By Bill Stewart
Contrary to popular opinion, history does not repeat itself. It is certainly true that there are often points of similarity between current events and those of the past. But that is not the same thing as a repetition of history. At best, history allows us to ask the right questions. Whether we ask the right ones is another matter, which may be why historians and politicians alike argue so fiercely over the meaning of the past and its relevance for the present. What seems indisputable , however, is that those who refuse to learn from the past are condemned to repeat it.
It has become a truism to note that the current economic crisis is the worst since the Great Depression of the 1930s. The bank failures, steeply rising unemployment and decline in industrial output indicate the economy continues to collapse. But we are nowhere near the crisis of 1932 and early 1933, when 10,000 banks had collapsed, unemployment had climbed to some 25 percent, foreclosures had risen dramatically and soup kitchens were the order of the day. School teachers in Chicago had not been paid for months. Thousands of hungry and unemployed World War I veterans descended on Washington from across the country to demand their pensions, camping out on the Mall. They dispersed only when President Herbert Hoover sent Gen Douglas MacArthur and the army to drive them out. So much for a grateful nation.
Many Americans thought revolution was in the air, while still more believed that newly arrived communism, fascism and socialism had the answers. For them, democracy and the free market had both failed. In the election of 1932, the Socialist party led by Norman Thomas received more than one million votes. "Brother, Can You Spare A Dime" was the country's most popular song when Franklin Delano Roosevelt took office in March 1933. When the veterans returned soon after the inauguration in further protest, the new president didn't send the troops. He sent his wife Eleanor to meet them. She didn't bring guns; she served coffee. In a matter of a few months, the appeal of Roosevelt's New Deal was so great that the siren calls of revolution, communism and socialism soon fell on deaf ears. A new era had arrived.
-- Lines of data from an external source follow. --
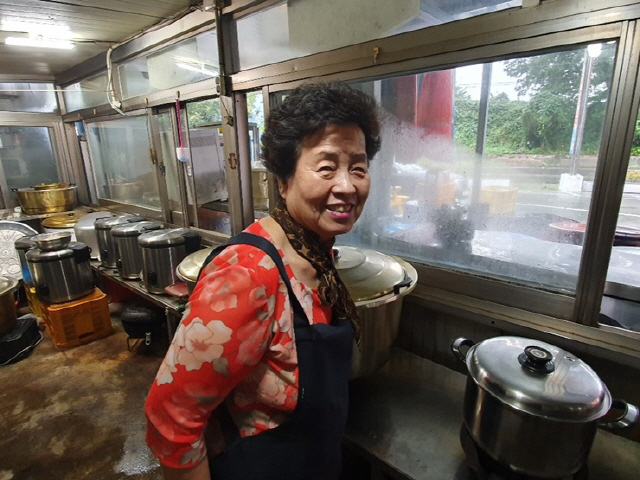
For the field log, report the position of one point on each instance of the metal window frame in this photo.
(148, 212)
(569, 24)
(58, 140)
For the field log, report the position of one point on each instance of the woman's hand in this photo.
(199, 472)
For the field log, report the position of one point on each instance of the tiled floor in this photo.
(77, 414)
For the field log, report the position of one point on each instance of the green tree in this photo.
(204, 112)
(552, 81)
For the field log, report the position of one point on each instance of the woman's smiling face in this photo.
(327, 191)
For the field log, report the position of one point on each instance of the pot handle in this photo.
(404, 283)
(628, 419)
(458, 344)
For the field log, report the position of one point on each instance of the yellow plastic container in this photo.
(500, 199)
(78, 322)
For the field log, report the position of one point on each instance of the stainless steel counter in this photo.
(406, 421)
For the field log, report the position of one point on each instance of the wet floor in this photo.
(77, 414)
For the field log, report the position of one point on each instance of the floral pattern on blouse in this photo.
(235, 342)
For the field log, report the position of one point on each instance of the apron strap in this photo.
(229, 428)
(267, 247)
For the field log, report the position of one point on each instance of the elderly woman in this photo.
(254, 385)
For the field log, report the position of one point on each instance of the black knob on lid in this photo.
(537, 359)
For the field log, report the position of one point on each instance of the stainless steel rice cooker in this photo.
(105, 240)
(534, 407)
(189, 268)
(127, 250)
(85, 231)
(22, 245)
(377, 283)
(162, 252)
(61, 274)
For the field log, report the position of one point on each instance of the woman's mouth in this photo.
(340, 211)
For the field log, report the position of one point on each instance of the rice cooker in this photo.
(128, 254)
(22, 245)
(85, 231)
(61, 274)
(105, 240)
(162, 252)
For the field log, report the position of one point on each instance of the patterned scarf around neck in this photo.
(332, 291)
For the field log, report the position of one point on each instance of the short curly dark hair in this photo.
(306, 110)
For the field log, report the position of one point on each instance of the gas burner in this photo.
(486, 468)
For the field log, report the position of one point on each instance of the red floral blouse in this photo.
(235, 342)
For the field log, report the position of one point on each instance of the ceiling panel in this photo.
(94, 25)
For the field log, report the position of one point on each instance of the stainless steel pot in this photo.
(8, 317)
(127, 251)
(534, 407)
(189, 268)
(22, 245)
(162, 252)
(85, 231)
(61, 275)
(103, 228)
(377, 283)
(52, 198)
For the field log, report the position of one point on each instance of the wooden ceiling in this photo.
(93, 26)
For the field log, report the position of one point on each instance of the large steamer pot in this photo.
(47, 198)
(62, 222)
(189, 268)
(8, 316)
(85, 231)
(162, 252)
(106, 246)
(128, 253)
(533, 407)
(60, 274)
(377, 284)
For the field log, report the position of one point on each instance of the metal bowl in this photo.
(52, 241)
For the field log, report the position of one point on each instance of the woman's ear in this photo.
(282, 188)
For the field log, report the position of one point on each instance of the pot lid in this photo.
(189, 268)
(366, 273)
(166, 237)
(50, 186)
(37, 255)
(135, 229)
(25, 243)
(64, 220)
(7, 284)
(106, 223)
(538, 378)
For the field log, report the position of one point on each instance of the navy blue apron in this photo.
(307, 446)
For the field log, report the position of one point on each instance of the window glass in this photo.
(86, 94)
(506, 203)
(168, 158)
(27, 156)
(208, 166)
(28, 97)
(297, 28)
(120, 152)
(188, 61)
(621, 303)
(255, 112)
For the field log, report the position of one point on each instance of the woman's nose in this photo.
(344, 182)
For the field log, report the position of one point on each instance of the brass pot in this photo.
(8, 316)
(37, 200)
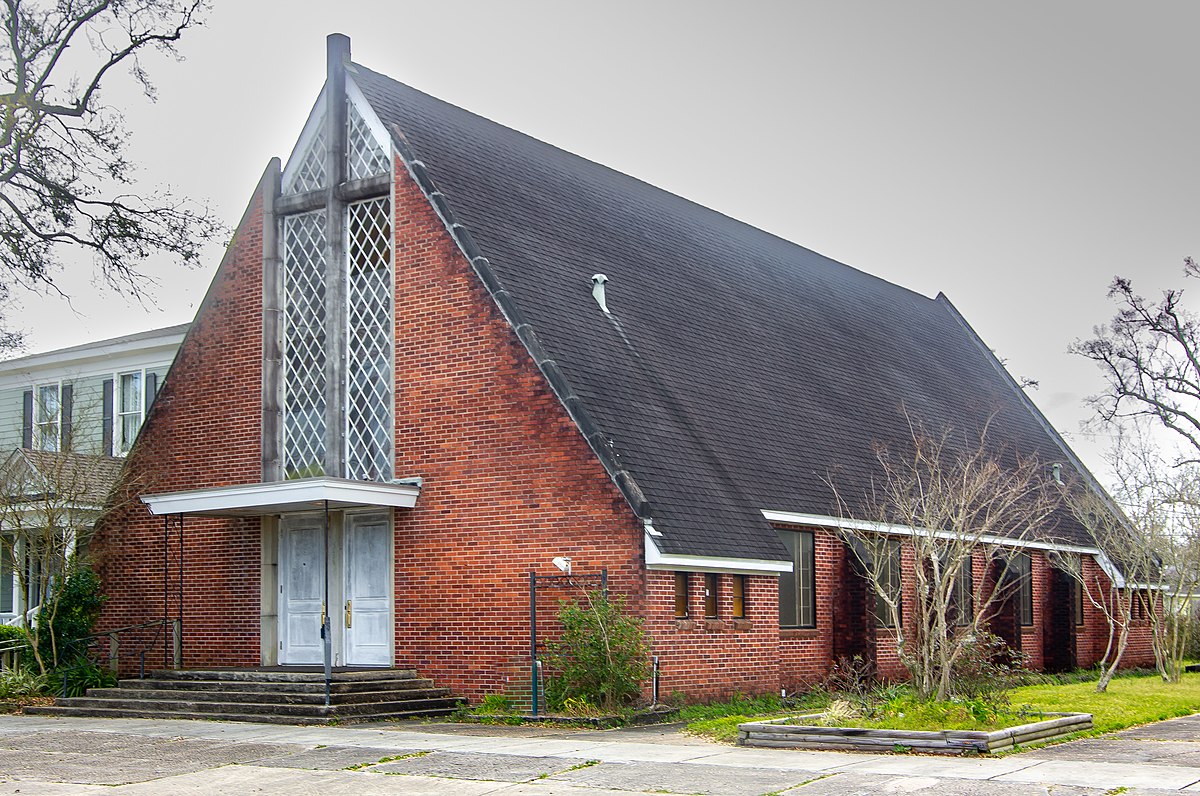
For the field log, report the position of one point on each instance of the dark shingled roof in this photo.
(743, 370)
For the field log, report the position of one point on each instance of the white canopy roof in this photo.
(286, 497)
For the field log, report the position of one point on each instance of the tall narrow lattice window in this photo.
(370, 316)
(304, 345)
(310, 175)
(364, 155)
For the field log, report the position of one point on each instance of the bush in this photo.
(17, 683)
(600, 659)
(988, 670)
(79, 676)
(70, 616)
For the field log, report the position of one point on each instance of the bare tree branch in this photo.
(63, 161)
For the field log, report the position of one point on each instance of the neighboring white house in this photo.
(70, 414)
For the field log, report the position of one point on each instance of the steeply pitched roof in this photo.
(81, 479)
(742, 371)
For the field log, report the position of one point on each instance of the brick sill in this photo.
(799, 633)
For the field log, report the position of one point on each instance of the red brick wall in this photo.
(714, 658)
(203, 430)
(509, 483)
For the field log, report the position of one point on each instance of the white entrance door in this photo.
(367, 591)
(301, 590)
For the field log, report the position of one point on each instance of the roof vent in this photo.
(598, 282)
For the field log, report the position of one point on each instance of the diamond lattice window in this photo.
(364, 155)
(370, 319)
(311, 173)
(304, 345)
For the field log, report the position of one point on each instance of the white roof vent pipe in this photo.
(598, 282)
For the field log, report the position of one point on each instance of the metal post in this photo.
(327, 629)
(533, 641)
(166, 581)
(177, 642)
(179, 629)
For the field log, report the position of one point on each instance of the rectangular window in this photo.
(739, 597)
(963, 593)
(797, 588)
(1023, 570)
(47, 417)
(682, 596)
(712, 606)
(6, 576)
(889, 584)
(130, 400)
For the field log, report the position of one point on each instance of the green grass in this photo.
(1129, 700)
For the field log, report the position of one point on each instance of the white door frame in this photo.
(351, 520)
(336, 561)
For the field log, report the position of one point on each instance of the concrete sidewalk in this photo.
(67, 755)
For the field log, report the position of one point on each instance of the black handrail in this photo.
(83, 644)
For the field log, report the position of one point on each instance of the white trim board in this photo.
(658, 560)
(822, 521)
(283, 497)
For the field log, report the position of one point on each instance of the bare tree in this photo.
(949, 506)
(49, 506)
(1150, 355)
(65, 180)
(1105, 588)
(1163, 501)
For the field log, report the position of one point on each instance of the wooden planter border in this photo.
(775, 732)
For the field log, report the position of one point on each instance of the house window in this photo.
(738, 592)
(712, 605)
(7, 576)
(130, 408)
(889, 586)
(47, 417)
(963, 593)
(797, 588)
(1023, 570)
(682, 596)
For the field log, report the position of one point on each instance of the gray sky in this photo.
(1013, 155)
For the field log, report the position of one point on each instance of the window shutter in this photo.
(65, 422)
(151, 389)
(107, 423)
(27, 420)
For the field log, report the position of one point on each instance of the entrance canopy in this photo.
(286, 497)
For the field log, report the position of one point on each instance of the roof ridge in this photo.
(597, 440)
(658, 189)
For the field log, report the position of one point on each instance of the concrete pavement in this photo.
(69, 755)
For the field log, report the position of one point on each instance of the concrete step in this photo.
(280, 676)
(361, 686)
(169, 707)
(125, 713)
(235, 693)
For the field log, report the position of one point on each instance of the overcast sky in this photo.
(1013, 155)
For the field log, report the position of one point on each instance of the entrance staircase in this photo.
(276, 696)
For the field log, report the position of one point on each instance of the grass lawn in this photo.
(1129, 701)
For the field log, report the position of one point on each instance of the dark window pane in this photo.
(739, 597)
(681, 596)
(711, 604)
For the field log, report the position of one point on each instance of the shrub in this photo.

What links the first 100 days of President Roosevelt with that of President Barack Obama is not the depths of despair in 1933, but a sense of genuine crisis and the need for action. Many Americans in 1933 thought the country needed a dictator to lead it in such terrible times, and that Roosevelt was just the man. "Dictator" in those days had yet to acquire the terrible connotation it later gained. But Roosevelt believed deeply in the American constitutional system and stuck by it. Initially, he hadn't a clue as to how to get the country out of the Depression. At that time, his economic and social views were conventionally conservative. But he was open to change when the conventional was failing, and he grew steadily more liberal.
In this he was helped by Eleanor, who had become his eyes and ears. Most of all, he knew something had to be done, that the country had to be given a sense of action, that Americans needed to know that their government cared. And Roosevelt did care, even if his caring sprang from a deep sense of noblesse oblige. He was, after all, an American aristocrat. Most of all, for that moment of crisis in 1933, Roosevelt was an inspirational figure. And that's what the country really needed - to be inspired, to be reassured. In the opening lines of his inaugural address, Roosevelt said: " So, first of all, let me assure that the only thing we have to fear is fear itself..." The words are among the most famous in any inaugural address in American history, and they did the trick. The country's mood changed overnight, even if conditions were miserable, and were to remain so for years to come. Hoover represented a failed past; Roosevelt represented the future.
President Obama, too, is an inspirational figure. He appears not to be afraid of change or of making mistakes, admitting them when he does. Obama is restructuring the American social contract with his call for universal health care, whatever the form it may take. The same is true of his call for remaking American education and his drive for clean energy. There will be compromises along the way, angering both the left and the right. There will be charges that he is leading us to socialism or that he is reneging on his campaign promises. But, as with Roosevelt in 1933, he is leading. In the dynamics of a constitutional democracy, leadership is what counts; policy comes second.
Roosevelt would appreciate the current scene. The same charges were made about him. The most significant difference between the two leaders is that Obama is almost certainly the more intelligent of the two. Oliver Wendell Holmes once said that Roosevelt had a second class intellect but a first class temperament (though modern historians think he may have meant Roosevelt's cousin, Teddy). So far, Obama has shown he is first class in both. You don't get to be President of The Harvard Law Review through affirmative action. Roosevelt would have agreed. Eleanor would love it.